Quando la morte ha i tratti innocui di un uccellino
Più efferato di Zodiac, più crudele di Ted Bundy, più ‘nero di Joseph De Angelo, il famigerato Golden State Killer. Ora, un’inesorabile condanna a morte pesa sulla testa del ‘killer di Twitter‘, spietato assassino, che si è guadagnato credito e nomea adescando le vittime proprio sul social network. Meticoloso, selezionava con accuratezza i soggetti più vulnerabili, giovani aspiranti suicidi e, dopo aver tolto loro la vita, ne faceva carneficina. Una vicenda da manuale, quella di Takahiro Shiraishi. Per l’assassino, che ha terrorizzato l’opinione pubblica giapponese per stagioni e stagioni, è dunque stabilita la pena.
Per comprendere meglio questa storia, bisogna fare rewind. Riavvolgere il nastro di tre anni e tornare agli accadimenti che, allora, sconvolsero l’opinione pubblica.
Tra agosto e ottobre 2017, un ragazzo e 8 giovani donne – tra questi una minorenne – svanirono nel nulla. Ci si rese presto conto di quel che li accomunava: un intento suicida, pubblicato esplicitamente sui rispettivi mezzi internet. Un grido d’aiuto, velato o forse rincuorato dalla tecnologia. Un messaggio, afferrato – evidentemente – dal soggetto meno indicato. Shiraishi si offrì di dare loro una mano… un incentivo, per accelerarne la dipartita.
Le indagini presero il via con la scomparsa di una 23 enne. Il fratello della ragazza avvertì la polizia, quando trovò sul suo profilo Twitter una serie di post sospetti. Dopo un cospicuo accavallarsi di esami, si arrivò, dunque, a ricondurre le ricerche in quel di Zama, cittadina distante appena 50 km da Tokyo. Qui, aveva la residenza il 30 enne. Ecco, allora, che la mattina del 31 ottobre 2017, gli agenti si presentarono alla porta del sospetto, ritrovandosi – loro malgrado – in quella che fu individuata e descritta come La casa degli orrori.
Proprio il giorno di Halloween – beffa del destino – si prestò ai loro occhi uno spettacolo, a dir poco terrificante: 9 teste e una catasta di resti umani, smembrati. Braccia e gambe, rigorosamente conservati in banchi freezer. La prova regina, inclemente ed aperta confessione di quanto l’unico inquilino dell’appartamento aveva commesso. Inevitabile, l’arresto.

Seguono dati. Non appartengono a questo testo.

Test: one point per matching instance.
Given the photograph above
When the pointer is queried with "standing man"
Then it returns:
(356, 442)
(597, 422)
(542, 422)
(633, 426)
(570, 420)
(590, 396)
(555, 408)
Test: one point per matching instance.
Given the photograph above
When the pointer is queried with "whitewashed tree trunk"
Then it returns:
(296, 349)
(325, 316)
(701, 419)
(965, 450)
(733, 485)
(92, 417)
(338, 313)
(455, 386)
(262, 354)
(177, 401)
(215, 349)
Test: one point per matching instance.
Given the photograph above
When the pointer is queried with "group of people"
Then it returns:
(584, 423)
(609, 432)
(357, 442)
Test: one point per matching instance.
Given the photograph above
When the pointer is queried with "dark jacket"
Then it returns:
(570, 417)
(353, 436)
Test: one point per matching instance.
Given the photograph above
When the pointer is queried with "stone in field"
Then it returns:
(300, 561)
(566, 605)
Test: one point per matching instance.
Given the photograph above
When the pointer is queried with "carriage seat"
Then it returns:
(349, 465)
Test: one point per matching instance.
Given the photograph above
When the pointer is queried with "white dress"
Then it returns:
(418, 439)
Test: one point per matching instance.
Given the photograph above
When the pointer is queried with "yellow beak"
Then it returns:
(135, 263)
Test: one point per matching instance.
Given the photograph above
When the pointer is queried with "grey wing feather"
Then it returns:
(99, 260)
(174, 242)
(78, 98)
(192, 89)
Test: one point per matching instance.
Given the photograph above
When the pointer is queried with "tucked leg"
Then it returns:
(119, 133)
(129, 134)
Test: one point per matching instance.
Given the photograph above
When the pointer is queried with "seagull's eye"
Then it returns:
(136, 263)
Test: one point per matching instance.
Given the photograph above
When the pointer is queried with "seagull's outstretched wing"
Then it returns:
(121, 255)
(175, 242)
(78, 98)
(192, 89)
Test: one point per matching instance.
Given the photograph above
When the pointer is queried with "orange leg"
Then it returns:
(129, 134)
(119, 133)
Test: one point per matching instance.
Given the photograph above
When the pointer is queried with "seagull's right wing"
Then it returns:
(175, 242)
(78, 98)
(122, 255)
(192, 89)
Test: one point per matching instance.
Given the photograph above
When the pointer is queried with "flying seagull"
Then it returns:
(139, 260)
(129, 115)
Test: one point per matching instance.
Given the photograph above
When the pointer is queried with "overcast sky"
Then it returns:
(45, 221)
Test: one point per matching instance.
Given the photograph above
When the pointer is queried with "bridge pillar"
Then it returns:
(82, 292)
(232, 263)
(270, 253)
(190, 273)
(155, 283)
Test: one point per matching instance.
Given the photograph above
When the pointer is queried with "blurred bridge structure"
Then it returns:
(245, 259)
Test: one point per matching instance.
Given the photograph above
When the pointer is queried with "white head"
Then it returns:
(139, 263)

Nel corso del processo, come prevedibile, sono emersi inquietanti dettagli. Gli investigatori sono venuti a capo del modus operandi adottato dal Serial Killer. L’uomo, in sostanza, era solito invitare le vittime prescelte nel suo appartamento, offrendo assistenza, per poi strangolarle e smembrarle. Non si è risparmiato, talvolta, neppure di derubarle. Le ragazze, poi – compresa una 15enne – sarebbero state stuprate, a rendere ancor più macabro un racconto già raccapricciante di per sé.
Lo scorso 30 settembre, di fronte alla corte di Tachikawa, il giovane assassino si è dichiarato colpevole di tutte le accuse. Ha rifiutato perfino i consigli degli avvocati, rinunciando – in maniera lucida – ad un’eventuale riduzione di pena. Ha confessato – freddo – di aver ucciso contro la loro volontà, illustrando passo dopo passo la strategia messa in atto per sedurre i malcapitati, fino a descrivere – sempre nel dettaglio, la dinamica degli omicidi.
E’ datata 15 dicembre 2020 la sentenza, emessa durante l’udienza definitiva. La Corte ha deciso, per l’assassino, la condanna a morte.
Una faccenda, questa che, per quanto triste o agghiacciante – dipende da come la si vuol guardare – fa luce su un’altra situazione, non meno preoccupante; vale a dire l’alto tasso i suicidi registrato in Oriente. Si conta sia individuabile come la prima causa di ‘scomparsa’, negli individui di fascia compresa fra i 15 e i 39 anni.
Solo nel 2019, 20.169 cittadini nipponici si sono tolti la vita: 659 avevano meno di 20 anni. Il dato più drammatico, dal 2000.